Privacy Policy

Last updated: May 2026

1. Data Controller

Avalw S.R.L.
Romania, European Union

Data Protection Officer (DPO): office@avalw.com (Subject: DPO)

This Privacy Policy explains how Avalw S.R.L. ("AVALW," "we," "us," or "our") collects, uses, stores, and protects your personal data when you visit AVALW.COM ("the Platform"). We are committed to protecting your privacy and processing your data in compliance with applicable data protection laws.

2. Legal Framework

This Privacy Policy is designed to comply with the following regulations:

GDPR (Regulation (EU) 2016/679) -- the primary framework governing data processing for all users.
ePrivacy Directive (Directive 2002/58/EC, as amended) -- governing cookies and electronic communications.
Canada PIPEDA / CPPA -- Personal Information Protection and Electronic Documents Act and upcoming Consumer Privacy Protection Act.
Australia Privacy Act 1988 -- including the 13 Australian Privacy Principles (APPs).
Brazil LGPD (Lei Geral de Proteção de Dados, Law No. 13,709/2018) -- Brazil's comprehensive data protection law.
Japan APPI (Act on the Protection of Personal Information) -- Japan's data protection framework, enforced by the PPC.
China PIPL (Personal Information Protection Law) -- China's personal data protection law, effective November 2021.
India DPDP Act 2023 (Digital Personal Data Protection Act) -- India's first standalone data protection framework.
South Korea PIPA (Personal Information Protection Act) -- as amended in 2026 with enhanced penalties up to 10% of revenue.
Türkiye KVKK (Kişisel Verileri Koruma Kanunu, Law No. 6698) -- Turkey's personal data protection law.
Thailand PDPA (Personal Data Protection Act, B.E. 2562) -- Thailand's data privacy law, fully effective since June 2022.
UAE PDPL (Federal Decree-Law No. 45 of 2021) -- United Arab Emirates personal data protection law.
EU AI Act (Regulation (EU) 2024/1689) -- transparency obligations for AI-generated content, effective August 2, 2026.
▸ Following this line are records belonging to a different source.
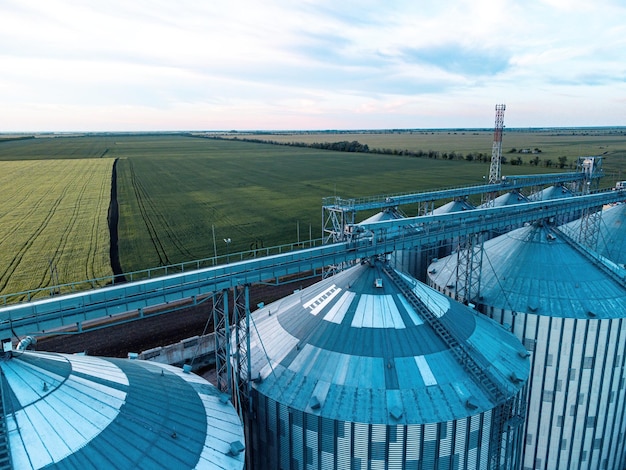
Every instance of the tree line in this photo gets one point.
(357, 147)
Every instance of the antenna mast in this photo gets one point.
(496, 152)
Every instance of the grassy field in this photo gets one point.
(53, 222)
(570, 143)
(174, 191)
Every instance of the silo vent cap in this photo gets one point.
(396, 412)
(471, 403)
(314, 403)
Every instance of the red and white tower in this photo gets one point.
(496, 152)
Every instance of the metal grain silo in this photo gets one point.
(569, 311)
(370, 369)
(80, 412)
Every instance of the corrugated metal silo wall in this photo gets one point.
(288, 439)
(576, 390)
(576, 393)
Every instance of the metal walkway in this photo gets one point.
(509, 184)
(365, 240)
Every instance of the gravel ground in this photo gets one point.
(159, 330)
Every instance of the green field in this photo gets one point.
(571, 143)
(53, 222)
(174, 191)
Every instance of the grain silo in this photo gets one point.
(612, 236)
(570, 313)
(79, 412)
(370, 369)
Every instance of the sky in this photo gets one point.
(95, 65)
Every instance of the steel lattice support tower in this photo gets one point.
(221, 322)
(496, 151)
(242, 363)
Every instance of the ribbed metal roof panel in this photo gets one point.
(359, 365)
(612, 237)
(75, 411)
(531, 270)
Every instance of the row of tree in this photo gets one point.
(356, 146)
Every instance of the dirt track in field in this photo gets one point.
(159, 330)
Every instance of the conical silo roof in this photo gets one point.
(534, 269)
(453, 206)
(74, 411)
(352, 348)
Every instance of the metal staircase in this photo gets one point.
(504, 410)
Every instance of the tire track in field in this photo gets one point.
(91, 268)
(17, 259)
(167, 230)
(67, 232)
(140, 195)
(33, 209)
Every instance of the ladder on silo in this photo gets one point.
(465, 355)
(5, 452)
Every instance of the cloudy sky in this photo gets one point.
(96, 65)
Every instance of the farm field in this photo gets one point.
(254, 194)
(553, 143)
(174, 191)
(53, 222)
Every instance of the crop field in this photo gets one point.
(257, 195)
(175, 191)
(53, 222)
(571, 143)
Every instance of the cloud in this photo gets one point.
(458, 59)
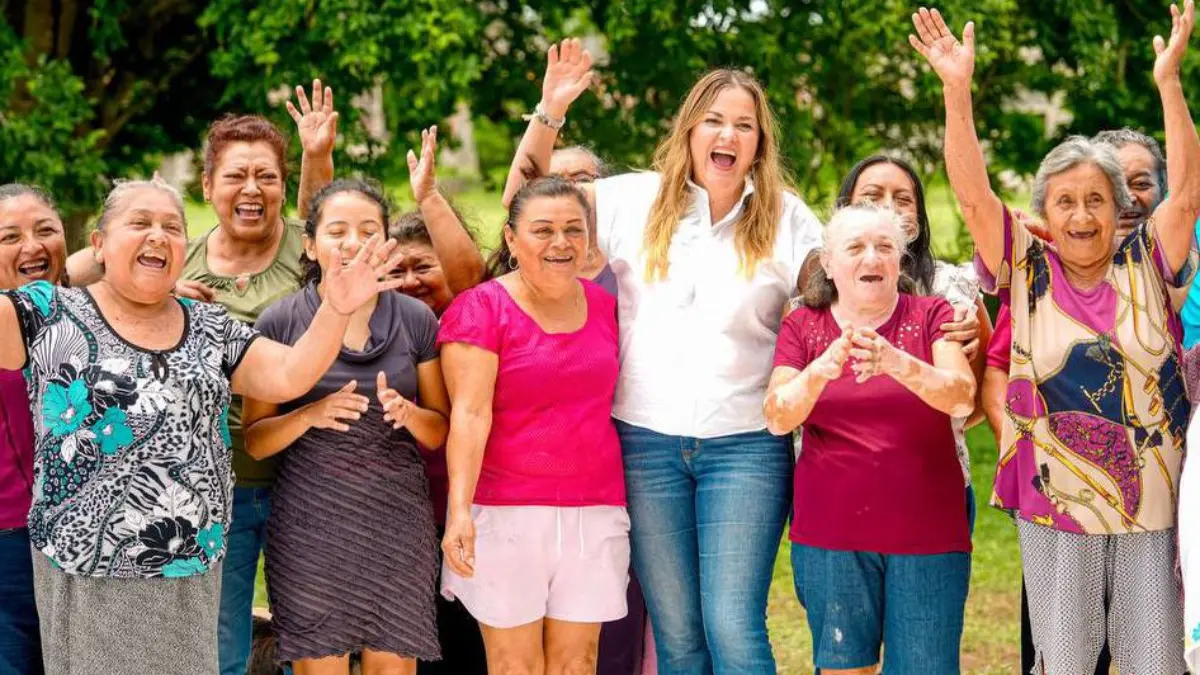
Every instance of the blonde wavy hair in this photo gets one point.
(755, 231)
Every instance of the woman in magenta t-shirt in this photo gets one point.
(33, 248)
(537, 543)
(880, 538)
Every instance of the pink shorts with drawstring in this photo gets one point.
(533, 562)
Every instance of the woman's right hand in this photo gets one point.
(317, 123)
(953, 61)
(568, 75)
(828, 365)
(459, 544)
(335, 410)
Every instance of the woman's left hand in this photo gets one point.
(965, 329)
(396, 408)
(871, 354)
(351, 286)
(1169, 54)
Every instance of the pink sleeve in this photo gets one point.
(473, 318)
(790, 347)
(1001, 345)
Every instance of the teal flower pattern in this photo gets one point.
(184, 567)
(41, 293)
(112, 431)
(64, 408)
(211, 539)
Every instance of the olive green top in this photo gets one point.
(246, 298)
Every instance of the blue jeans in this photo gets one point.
(246, 538)
(21, 645)
(707, 515)
(857, 602)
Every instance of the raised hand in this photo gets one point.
(317, 123)
(396, 408)
(421, 173)
(349, 286)
(568, 73)
(952, 60)
(873, 354)
(828, 365)
(334, 411)
(1169, 54)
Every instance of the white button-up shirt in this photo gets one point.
(696, 347)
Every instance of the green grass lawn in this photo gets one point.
(991, 639)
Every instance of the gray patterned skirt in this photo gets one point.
(126, 626)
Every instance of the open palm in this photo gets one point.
(1169, 54)
(349, 286)
(317, 123)
(952, 60)
(421, 173)
(568, 73)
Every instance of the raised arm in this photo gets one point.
(454, 246)
(965, 165)
(792, 393)
(568, 73)
(946, 384)
(317, 125)
(471, 378)
(274, 372)
(1176, 216)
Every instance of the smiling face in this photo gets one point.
(862, 256)
(550, 239)
(421, 275)
(347, 220)
(1081, 215)
(725, 142)
(246, 190)
(887, 185)
(1141, 177)
(143, 245)
(33, 244)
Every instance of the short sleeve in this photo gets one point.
(1001, 345)
(790, 346)
(425, 332)
(235, 336)
(1018, 242)
(940, 312)
(35, 304)
(805, 230)
(473, 318)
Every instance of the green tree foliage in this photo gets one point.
(101, 89)
(96, 89)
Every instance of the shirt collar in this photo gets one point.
(701, 193)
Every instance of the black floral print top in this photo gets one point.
(132, 465)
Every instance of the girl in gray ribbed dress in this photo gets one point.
(352, 554)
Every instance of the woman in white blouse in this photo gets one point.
(706, 250)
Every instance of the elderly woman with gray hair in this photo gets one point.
(1092, 437)
(132, 484)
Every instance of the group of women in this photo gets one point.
(517, 465)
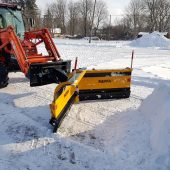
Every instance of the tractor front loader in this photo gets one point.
(17, 50)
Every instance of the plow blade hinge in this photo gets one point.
(47, 73)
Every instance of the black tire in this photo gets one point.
(3, 76)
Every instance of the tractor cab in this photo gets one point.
(10, 15)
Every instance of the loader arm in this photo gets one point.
(40, 69)
(8, 36)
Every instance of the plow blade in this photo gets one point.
(88, 85)
(47, 73)
(65, 95)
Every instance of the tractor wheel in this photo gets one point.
(3, 76)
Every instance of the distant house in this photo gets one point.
(166, 34)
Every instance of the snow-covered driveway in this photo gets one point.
(126, 134)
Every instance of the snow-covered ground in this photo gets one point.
(126, 134)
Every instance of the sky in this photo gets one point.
(115, 7)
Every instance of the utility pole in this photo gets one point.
(91, 29)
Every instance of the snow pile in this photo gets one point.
(156, 110)
(154, 39)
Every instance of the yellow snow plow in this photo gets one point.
(89, 85)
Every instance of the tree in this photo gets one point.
(85, 7)
(73, 12)
(101, 14)
(158, 14)
(135, 15)
(59, 11)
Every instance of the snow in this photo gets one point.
(126, 134)
(154, 39)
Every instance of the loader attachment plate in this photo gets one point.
(47, 73)
(89, 85)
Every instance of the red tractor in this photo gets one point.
(18, 51)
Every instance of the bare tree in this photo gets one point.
(59, 11)
(101, 14)
(135, 15)
(158, 14)
(85, 7)
(73, 16)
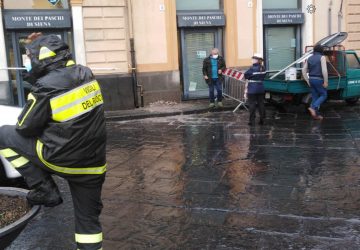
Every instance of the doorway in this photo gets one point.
(282, 46)
(196, 46)
(16, 41)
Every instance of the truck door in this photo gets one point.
(353, 75)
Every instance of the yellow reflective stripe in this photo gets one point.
(76, 102)
(30, 97)
(70, 96)
(89, 238)
(19, 162)
(8, 152)
(66, 170)
(70, 63)
(45, 53)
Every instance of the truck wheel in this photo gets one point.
(352, 101)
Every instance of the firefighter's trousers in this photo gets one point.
(86, 192)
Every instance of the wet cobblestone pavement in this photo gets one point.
(210, 182)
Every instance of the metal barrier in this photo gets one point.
(234, 89)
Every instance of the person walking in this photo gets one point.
(317, 80)
(255, 89)
(61, 131)
(213, 67)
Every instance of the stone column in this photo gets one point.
(78, 31)
(4, 74)
(259, 27)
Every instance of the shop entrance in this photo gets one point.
(196, 46)
(18, 89)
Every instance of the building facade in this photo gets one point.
(153, 50)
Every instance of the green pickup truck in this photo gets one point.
(344, 76)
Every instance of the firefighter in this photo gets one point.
(255, 89)
(61, 131)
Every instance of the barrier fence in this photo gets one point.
(235, 87)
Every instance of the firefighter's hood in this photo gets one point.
(47, 53)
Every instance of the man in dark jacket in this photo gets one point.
(255, 88)
(316, 65)
(61, 131)
(213, 67)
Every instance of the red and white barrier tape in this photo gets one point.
(233, 73)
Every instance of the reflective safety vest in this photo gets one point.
(76, 102)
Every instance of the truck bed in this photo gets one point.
(299, 86)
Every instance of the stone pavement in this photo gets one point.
(163, 109)
(208, 181)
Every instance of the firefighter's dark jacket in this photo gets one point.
(207, 69)
(70, 132)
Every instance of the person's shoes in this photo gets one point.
(47, 194)
(312, 112)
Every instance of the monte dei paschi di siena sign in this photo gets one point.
(201, 20)
(37, 20)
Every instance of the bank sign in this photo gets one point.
(284, 18)
(197, 20)
(37, 20)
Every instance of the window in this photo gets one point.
(281, 4)
(35, 4)
(198, 4)
(353, 62)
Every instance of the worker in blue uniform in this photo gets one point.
(255, 89)
(318, 81)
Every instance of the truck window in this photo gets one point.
(353, 61)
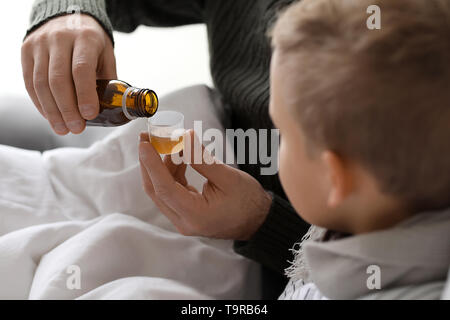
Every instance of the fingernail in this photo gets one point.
(60, 128)
(87, 110)
(75, 125)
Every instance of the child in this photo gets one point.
(364, 117)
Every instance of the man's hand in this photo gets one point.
(232, 205)
(60, 67)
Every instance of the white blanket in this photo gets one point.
(76, 223)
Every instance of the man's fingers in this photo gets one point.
(149, 190)
(27, 72)
(84, 72)
(63, 89)
(107, 63)
(178, 171)
(204, 163)
(44, 94)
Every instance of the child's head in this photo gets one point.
(364, 114)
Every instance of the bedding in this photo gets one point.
(76, 224)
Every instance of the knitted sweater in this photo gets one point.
(240, 64)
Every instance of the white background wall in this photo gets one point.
(163, 59)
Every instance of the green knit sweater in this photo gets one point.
(240, 63)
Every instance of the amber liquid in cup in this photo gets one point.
(167, 145)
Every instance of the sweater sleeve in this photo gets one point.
(271, 244)
(121, 15)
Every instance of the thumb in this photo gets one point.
(201, 160)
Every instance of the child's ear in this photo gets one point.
(339, 176)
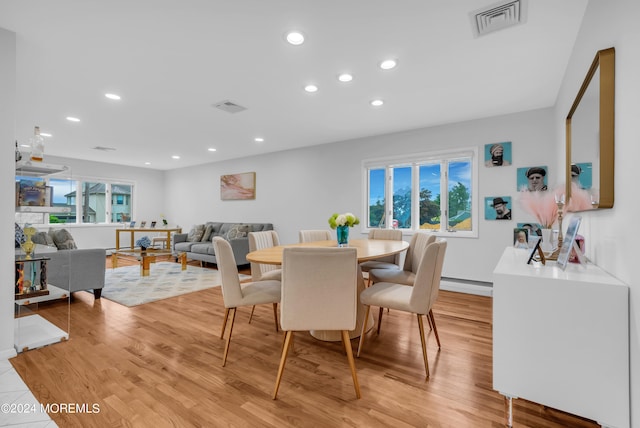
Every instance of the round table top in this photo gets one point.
(367, 249)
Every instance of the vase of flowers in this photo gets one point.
(143, 243)
(341, 223)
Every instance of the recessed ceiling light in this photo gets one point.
(295, 38)
(388, 64)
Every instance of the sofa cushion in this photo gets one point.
(20, 238)
(238, 231)
(196, 232)
(62, 239)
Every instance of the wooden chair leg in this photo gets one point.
(275, 315)
(226, 346)
(424, 344)
(364, 327)
(352, 363)
(432, 321)
(224, 322)
(380, 319)
(283, 359)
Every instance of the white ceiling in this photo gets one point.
(171, 60)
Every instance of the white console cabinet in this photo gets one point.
(561, 338)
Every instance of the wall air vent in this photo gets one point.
(229, 106)
(498, 16)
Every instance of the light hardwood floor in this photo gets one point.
(159, 365)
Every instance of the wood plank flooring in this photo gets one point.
(159, 365)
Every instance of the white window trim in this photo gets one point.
(413, 160)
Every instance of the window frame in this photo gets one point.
(415, 160)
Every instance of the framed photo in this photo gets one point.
(498, 154)
(238, 186)
(582, 174)
(533, 178)
(520, 238)
(497, 208)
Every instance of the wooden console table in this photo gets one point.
(132, 232)
(561, 338)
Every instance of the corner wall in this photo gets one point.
(612, 232)
(300, 189)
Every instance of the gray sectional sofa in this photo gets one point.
(199, 246)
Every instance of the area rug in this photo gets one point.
(124, 285)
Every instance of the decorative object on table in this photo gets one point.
(37, 145)
(144, 243)
(497, 208)
(498, 154)
(532, 179)
(28, 246)
(341, 223)
(238, 186)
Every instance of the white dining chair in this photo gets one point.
(417, 298)
(318, 293)
(235, 294)
(314, 235)
(263, 271)
(388, 262)
(406, 275)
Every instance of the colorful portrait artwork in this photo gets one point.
(497, 208)
(238, 186)
(582, 174)
(532, 178)
(497, 154)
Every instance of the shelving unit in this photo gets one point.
(34, 323)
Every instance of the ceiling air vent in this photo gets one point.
(229, 106)
(498, 16)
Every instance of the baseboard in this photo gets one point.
(469, 287)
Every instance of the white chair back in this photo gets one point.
(314, 235)
(318, 289)
(258, 241)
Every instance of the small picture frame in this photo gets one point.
(497, 154)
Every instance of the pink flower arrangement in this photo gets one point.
(542, 205)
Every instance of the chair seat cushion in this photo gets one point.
(375, 264)
(395, 276)
(388, 295)
(259, 292)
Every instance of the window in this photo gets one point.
(434, 191)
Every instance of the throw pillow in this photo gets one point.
(20, 238)
(237, 231)
(196, 232)
(43, 238)
(63, 240)
(207, 233)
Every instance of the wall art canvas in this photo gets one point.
(238, 186)
(533, 178)
(498, 154)
(497, 208)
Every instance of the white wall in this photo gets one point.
(7, 171)
(610, 232)
(300, 189)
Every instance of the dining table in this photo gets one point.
(366, 249)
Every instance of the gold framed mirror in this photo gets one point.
(590, 134)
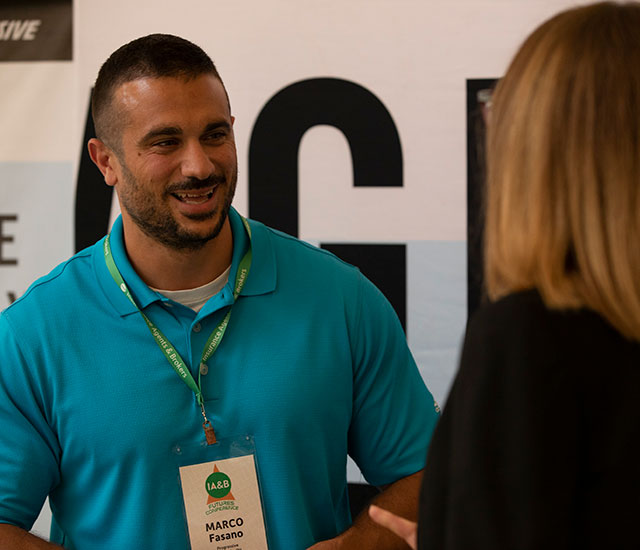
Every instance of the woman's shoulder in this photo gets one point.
(521, 325)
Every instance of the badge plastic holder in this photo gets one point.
(221, 495)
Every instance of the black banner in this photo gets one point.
(36, 30)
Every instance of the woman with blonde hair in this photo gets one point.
(539, 442)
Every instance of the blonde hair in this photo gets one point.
(563, 161)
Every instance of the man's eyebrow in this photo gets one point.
(157, 132)
(223, 124)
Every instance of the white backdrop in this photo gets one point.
(414, 55)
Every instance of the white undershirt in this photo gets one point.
(195, 298)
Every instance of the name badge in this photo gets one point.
(222, 500)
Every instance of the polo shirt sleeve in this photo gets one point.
(394, 413)
(28, 446)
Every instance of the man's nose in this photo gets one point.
(196, 163)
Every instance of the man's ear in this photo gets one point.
(105, 159)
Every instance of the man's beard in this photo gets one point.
(162, 226)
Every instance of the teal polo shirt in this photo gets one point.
(314, 365)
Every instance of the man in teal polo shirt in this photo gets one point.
(190, 331)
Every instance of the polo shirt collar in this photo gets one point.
(262, 275)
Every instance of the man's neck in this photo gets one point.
(162, 267)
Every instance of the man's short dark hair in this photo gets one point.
(155, 55)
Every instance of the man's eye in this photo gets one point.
(164, 143)
(215, 136)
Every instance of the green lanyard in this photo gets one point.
(170, 353)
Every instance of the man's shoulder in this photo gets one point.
(54, 289)
(294, 249)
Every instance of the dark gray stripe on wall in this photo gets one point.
(36, 30)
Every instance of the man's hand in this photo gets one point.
(407, 530)
(402, 498)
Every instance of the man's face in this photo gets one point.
(178, 166)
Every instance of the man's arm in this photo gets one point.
(14, 538)
(401, 498)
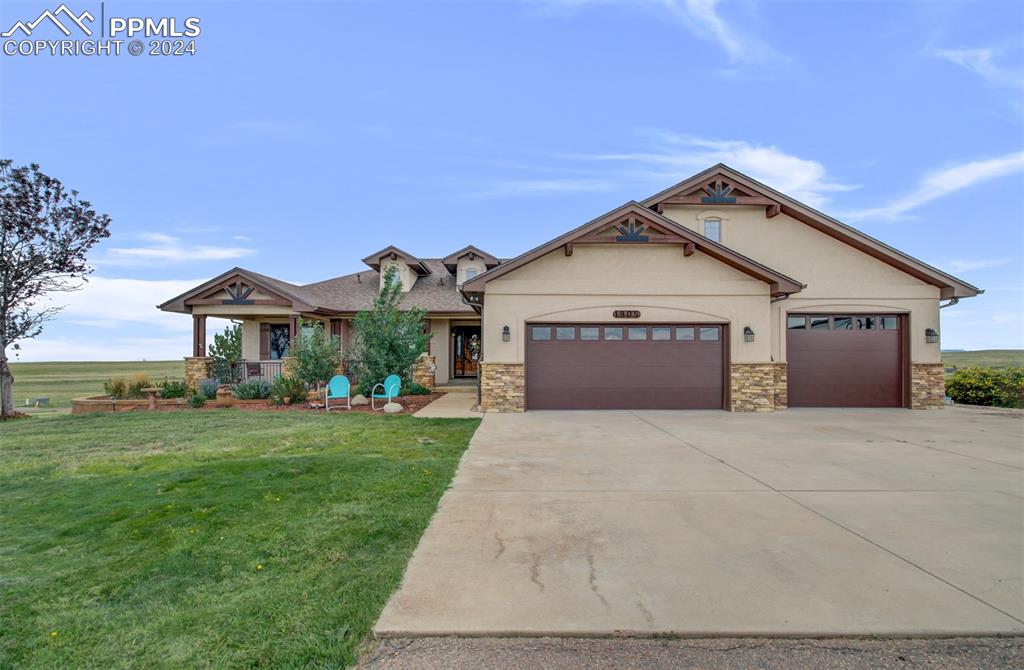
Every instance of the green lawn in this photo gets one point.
(984, 358)
(62, 381)
(213, 539)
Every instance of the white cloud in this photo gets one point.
(169, 249)
(982, 63)
(942, 182)
(699, 17)
(965, 265)
(678, 156)
(105, 302)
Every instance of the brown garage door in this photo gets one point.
(624, 367)
(845, 360)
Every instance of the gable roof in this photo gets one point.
(393, 252)
(776, 202)
(452, 260)
(434, 291)
(780, 284)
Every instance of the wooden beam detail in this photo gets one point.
(695, 199)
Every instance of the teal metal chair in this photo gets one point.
(338, 388)
(390, 389)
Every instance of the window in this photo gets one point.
(713, 229)
(565, 333)
(684, 334)
(280, 335)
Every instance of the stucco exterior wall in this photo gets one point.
(657, 280)
(839, 278)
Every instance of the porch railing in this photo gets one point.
(232, 373)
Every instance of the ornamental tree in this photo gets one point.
(388, 340)
(45, 234)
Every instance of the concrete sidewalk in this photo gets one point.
(708, 524)
(452, 406)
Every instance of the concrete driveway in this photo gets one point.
(798, 522)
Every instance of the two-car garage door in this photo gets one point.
(625, 367)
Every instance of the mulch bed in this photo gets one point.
(411, 405)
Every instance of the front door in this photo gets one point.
(465, 350)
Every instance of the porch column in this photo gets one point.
(199, 335)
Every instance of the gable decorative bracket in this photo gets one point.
(718, 194)
(631, 232)
(239, 293)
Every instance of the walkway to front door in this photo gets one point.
(465, 350)
(805, 521)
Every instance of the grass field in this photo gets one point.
(218, 539)
(984, 358)
(62, 381)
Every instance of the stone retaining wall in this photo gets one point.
(503, 387)
(928, 385)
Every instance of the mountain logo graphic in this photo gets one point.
(53, 16)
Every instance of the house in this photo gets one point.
(716, 293)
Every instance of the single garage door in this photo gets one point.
(625, 367)
(845, 360)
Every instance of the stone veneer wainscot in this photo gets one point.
(503, 387)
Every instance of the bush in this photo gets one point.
(413, 388)
(252, 389)
(172, 388)
(127, 387)
(291, 387)
(208, 388)
(989, 386)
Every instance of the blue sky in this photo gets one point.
(301, 137)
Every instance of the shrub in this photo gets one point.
(388, 339)
(291, 387)
(127, 387)
(316, 354)
(172, 388)
(413, 388)
(989, 386)
(252, 389)
(208, 388)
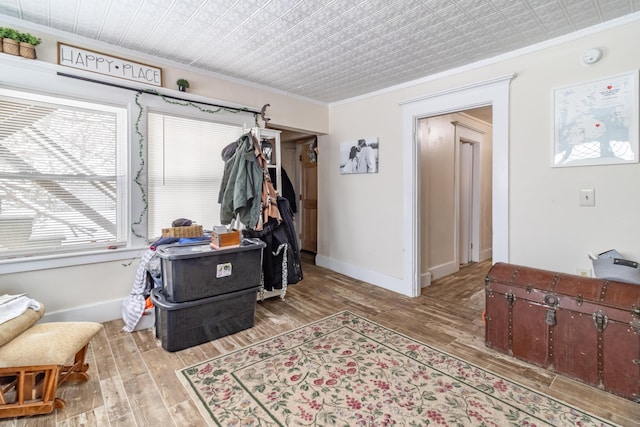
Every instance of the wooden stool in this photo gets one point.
(36, 358)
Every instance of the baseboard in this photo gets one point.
(381, 280)
(425, 280)
(100, 312)
(444, 270)
(486, 254)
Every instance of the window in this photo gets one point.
(62, 175)
(185, 169)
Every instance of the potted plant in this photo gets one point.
(28, 43)
(10, 41)
(182, 85)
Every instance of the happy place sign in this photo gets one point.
(96, 62)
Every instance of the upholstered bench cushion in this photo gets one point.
(14, 327)
(48, 344)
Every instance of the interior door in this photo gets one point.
(309, 202)
(466, 202)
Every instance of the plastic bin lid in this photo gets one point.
(202, 249)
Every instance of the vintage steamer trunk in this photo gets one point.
(585, 328)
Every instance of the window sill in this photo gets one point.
(46, 262)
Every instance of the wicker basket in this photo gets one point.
(188, 231)
(27, 50)
(10, 46)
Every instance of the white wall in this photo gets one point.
(361, 221)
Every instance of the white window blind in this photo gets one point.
(62, 174)
(185, 170)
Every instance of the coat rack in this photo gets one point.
(256, 113)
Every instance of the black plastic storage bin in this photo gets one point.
(193, 271)
(187, 324)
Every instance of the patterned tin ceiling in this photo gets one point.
(327, 50)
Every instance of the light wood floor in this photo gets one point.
(133, 380)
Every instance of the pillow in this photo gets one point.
(14, 327)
For jurisdictions not listed above, AVALW applies the highest applicable standard, which is generally the EU GDPR.

3. Data We Collect

AVALW News is designed with data minimization as a core principle. We do not require user accounts, logins, or registrations to access the Platform. The data we collect is limited to what is strictly necessary for the operation and security of the service.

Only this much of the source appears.